O notebook abaixo se refere a análise dos clusters gerado pelo K-means. Os datasets utilizados foram gerados pelos outros notebooks responsáveis pela extração dos dados e geração dos modelos. 

In [2]:
import pandas as pd
import matplotlib.pyplot as plt
import numpy as np
import seaborn as sns
from sklearn.impute import KNNImputer
#from missforest import MissForest
from sklearn.cluster import KMeans
from sklearn.preprocessing import StandardScaler, OneHotEncoder
from sklearn.decomposition import PCA
from sklearn.preprocessing import StandardScaler
import umap
from sklearn.manifold import trustworthiness
from sklearn.model_selection import train_test_split
from sklearn.metrics import mean_squared_error
from sklearn.manifold import TSNE
from sklearn.metrics import pairwise_distances
from sklearn.metrics import silhouette_score, davies_bouldin_score
from sklearn.mixture import GaussianMixture
import scipy.stats as stats


Os dados "worst_exams_24h" e "sofa_worst_24h" podem ser gerados a partir do notebook extract_exams_24h. Os dados "admissions" e "patients" são bases originais da MIMIC-IV. Por fim, "final_clusters" pode ser gerado pelo notebook final_model.

In [40]:
worst_exams_24h = pd.read_csv("../data/worst/worst_exams_24h_.csv")
sofa_worst_24h= pd.read_csv("../data/worst/sofa_worst_24h.csv")
admissions = pd.read_csv('/scratch/haniel.botelho/physionet.org/files/mimiciv/2.2/hosp/admissions.csv')
patients = pd.read_csv('/scratch/haniel.botelho/physionet.org/files/mimiciv/2.2/hosp/patients.csv')
final_clusters = pd.read_csv("final_clusters.csv")



#### Definindo pacientes

In [3]:
df_gmm = pd.read_csv('analiseGMM.csv')
df_gmm_intersecao = pd.read_csv('analiseGMM_intersecao.csv')

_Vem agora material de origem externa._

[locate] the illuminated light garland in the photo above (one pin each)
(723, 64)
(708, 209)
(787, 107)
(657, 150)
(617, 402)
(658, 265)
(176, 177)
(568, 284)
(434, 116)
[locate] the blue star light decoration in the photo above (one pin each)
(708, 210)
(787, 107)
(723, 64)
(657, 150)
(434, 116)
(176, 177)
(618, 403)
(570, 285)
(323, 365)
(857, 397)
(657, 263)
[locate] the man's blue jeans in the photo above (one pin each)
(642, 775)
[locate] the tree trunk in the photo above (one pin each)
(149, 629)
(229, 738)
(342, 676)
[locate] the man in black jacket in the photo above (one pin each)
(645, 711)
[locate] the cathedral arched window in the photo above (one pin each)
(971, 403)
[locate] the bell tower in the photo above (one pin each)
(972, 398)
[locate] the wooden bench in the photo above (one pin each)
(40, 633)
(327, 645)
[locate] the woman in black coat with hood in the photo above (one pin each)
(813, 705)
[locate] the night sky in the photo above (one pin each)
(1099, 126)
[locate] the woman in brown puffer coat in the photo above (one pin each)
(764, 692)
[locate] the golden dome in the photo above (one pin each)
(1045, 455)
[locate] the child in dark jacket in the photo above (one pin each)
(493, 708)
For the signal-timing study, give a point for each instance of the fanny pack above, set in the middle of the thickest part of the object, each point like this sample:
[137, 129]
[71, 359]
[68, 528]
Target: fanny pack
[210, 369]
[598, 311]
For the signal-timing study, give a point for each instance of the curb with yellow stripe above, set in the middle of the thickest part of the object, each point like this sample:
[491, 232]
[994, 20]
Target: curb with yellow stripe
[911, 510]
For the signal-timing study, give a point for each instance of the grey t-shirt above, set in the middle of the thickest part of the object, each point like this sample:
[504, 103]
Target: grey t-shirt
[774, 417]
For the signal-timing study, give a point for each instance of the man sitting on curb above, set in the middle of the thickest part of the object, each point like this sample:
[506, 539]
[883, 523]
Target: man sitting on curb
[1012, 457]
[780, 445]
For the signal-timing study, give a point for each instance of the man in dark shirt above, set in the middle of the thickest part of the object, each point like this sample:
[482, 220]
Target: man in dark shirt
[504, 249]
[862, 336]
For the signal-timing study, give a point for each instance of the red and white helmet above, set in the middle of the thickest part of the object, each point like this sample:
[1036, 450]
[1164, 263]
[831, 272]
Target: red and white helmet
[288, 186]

#### Análise da mortalidade

In [33]:
death_patients  = df_gmm_intersecao

In [34]:
death_patients['died'] = death_patients['unitdischargestatus'].apply(lambda x: 0 if x == "Alive" else 1)

In [35]:
death_patients = death_patients[['patientunitstayid','died','unitdischargeoffset','Cluster']]

In [36]:
cluster_deaths = death_patients.groupby('Cluster')['died'].sum().reset_index()

# Renomeando a coluna para melhor entendimento
cluster_deaths.rename(columns={'died': 'Total Deaths'}, inplace=True)

# Exibindo o resultado
cluster_deaths

Unnamed: 0,Cluster,Total Deaths
0,0,1270
1,1,538
2,2,1580


In [37]:
# Contando o número total de pacientes em cada cluster
cluster_counts = death_patients.groupby('Cluster').size().reset_index(name='Total Patients')

# Calculando a taxa de mortalidade
cluster_deaths['Total Patients'] = cluster_counts['Total Patients']
cluster_deaths['Mortality Rate (%)'] = (cluster_deaths['Total Deaths'] / cluster_deaths['Total Patients']) * 100

# Exibindo o resultado
cluster_deaths


Unnamed: 0,Cluster,Total Deaths,Total Patients,Mortality Rate (%)
0,0,1270,13816,9.192241
1,1,538,2354,22.854715
2,2,1580,13838,11.417835


In [38]:
contingency_table = pd.crosstab(death_patients['Cluster'], death_patients['died'])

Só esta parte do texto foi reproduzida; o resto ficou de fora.